The objective is to ensure that staff are well versed in the processes they must follow and can take lifesaving steps should a terrorist incident occur. For instance, these steps could include locking doors to delay attackers gaining access and leading fellow staff and customers to safety through alternative exits. Additionally, staff could be trained to administer first aid while waiting for the emergency services to attend.

Enhanced Tier: Publicly accessible locations with a capacity of 800 persons or more

Given the potentially fatal consequences of a terrorist attack at larger venues, locations with a capacity above 800 persons – such as such as live music venues, theatres and department stores – will have to meet additional security requirements in the enhanced tier. 

Duty Holders will be required to undertake a risk assessment and formulate a security plan that is ‘reasonably practicable’ – a phrase that Duty Holders should be familiar with through Health & Safety and Fire Safety regulations. This approach will allow duty holders to use their judgement to balance risk reduction against the time, money and effort necessary to reach an adequate level of security preparedness.

Places of worship and locations run by volunteers

The Protect Duty puts all places of worship in the standard tier regardless of their capacity, except for a small number across all faiths that charge tourists for entry or hire out their premises for large-scale commercial events.

Some charities, community groups and social enterprises may own or operate premises (museums, national trust sites, and substantial public venues) that they hire out for commercial purposes. Since these are most likely to fall below the 800+ capacity limit, the Government considers the standard tier requirements proportionate for this cohort.

When will The Protect Duty come into force?

While no date has been given for the implementation of the Property Protect, the Home Secretary, Suella Braverman, reaffirmed the Government’s commitment to publish draft legislation in spring 2023. Those organisations most likely affected by Protect Duty should begin looking at how they protect the public from terror threats as soon as possible. 

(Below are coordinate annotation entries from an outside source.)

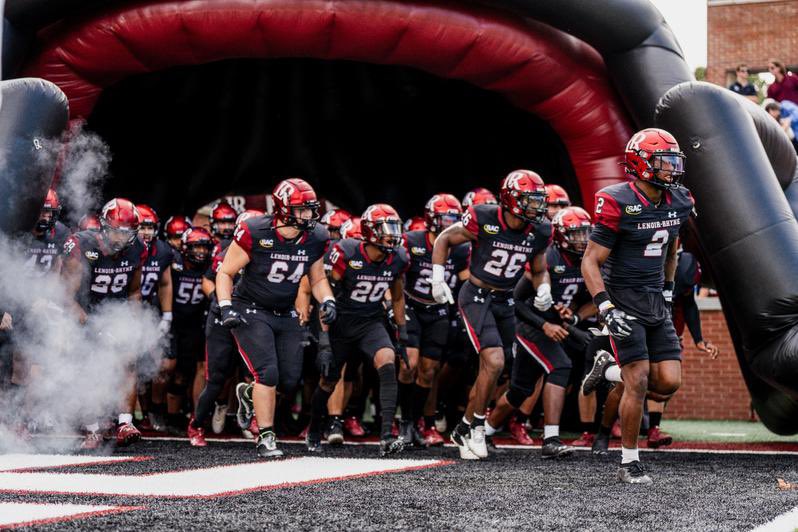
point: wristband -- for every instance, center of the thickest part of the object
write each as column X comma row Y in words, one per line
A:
column 438, row 271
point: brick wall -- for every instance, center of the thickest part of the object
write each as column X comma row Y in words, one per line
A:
column 751, row 33
column 711, row 389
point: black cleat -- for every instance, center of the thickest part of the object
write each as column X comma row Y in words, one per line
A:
column 313, row 443
column 595, row 376
column 554, row 448
column 601, row 444
column 335, row 434
column 633, row 473
column 391, row 445
column 267, row 446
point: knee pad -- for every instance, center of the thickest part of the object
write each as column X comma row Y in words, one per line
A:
column 516, row 396
column 269, row 376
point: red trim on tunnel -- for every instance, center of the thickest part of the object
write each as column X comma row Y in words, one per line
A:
column 539, row 69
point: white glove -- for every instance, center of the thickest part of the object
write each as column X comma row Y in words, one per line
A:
column 441, row 292
column 166, row 323
column 543, row 300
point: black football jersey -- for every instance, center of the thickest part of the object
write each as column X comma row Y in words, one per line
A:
column 43, row 251
column 638, row 233
column 105, row 276
column 499, row 254
column 419, row 250
column 271, row 278
column 363, row 283
column 188, row 301
column 160, row 256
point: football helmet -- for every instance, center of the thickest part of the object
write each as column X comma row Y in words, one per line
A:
column 523, row 194
column 381, row 227
column 442, row 211
column 653, row 155
column 120, row 223
column 572, row 227
column 291, row 197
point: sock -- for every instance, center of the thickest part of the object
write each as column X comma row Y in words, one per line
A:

Protect Duty enforcement and consequences

The Protect Duty will likely involve regular and on-the-spot inspections by an as-yet unidentified inspectorate. Indications are that its approach will be to educate, advise and ensure compliance with financial penalties expected for consistent non-compliance. If a terrorist incident does occur and lives are lost, a venue’s operators could be prosecuted under the Corporate Homicide or Corporate Manslaughter Act.

What you can do now

If you believe that the Protect Duty applies to your organisation, you should speak to your broker and ask them to review your policy wording to ensure there is sufficient cover in the event of a terror incident. Conducting a risk assessment in light of the new legislation and its requirements is also worth considering to identify and address any potential security vulnerabilities.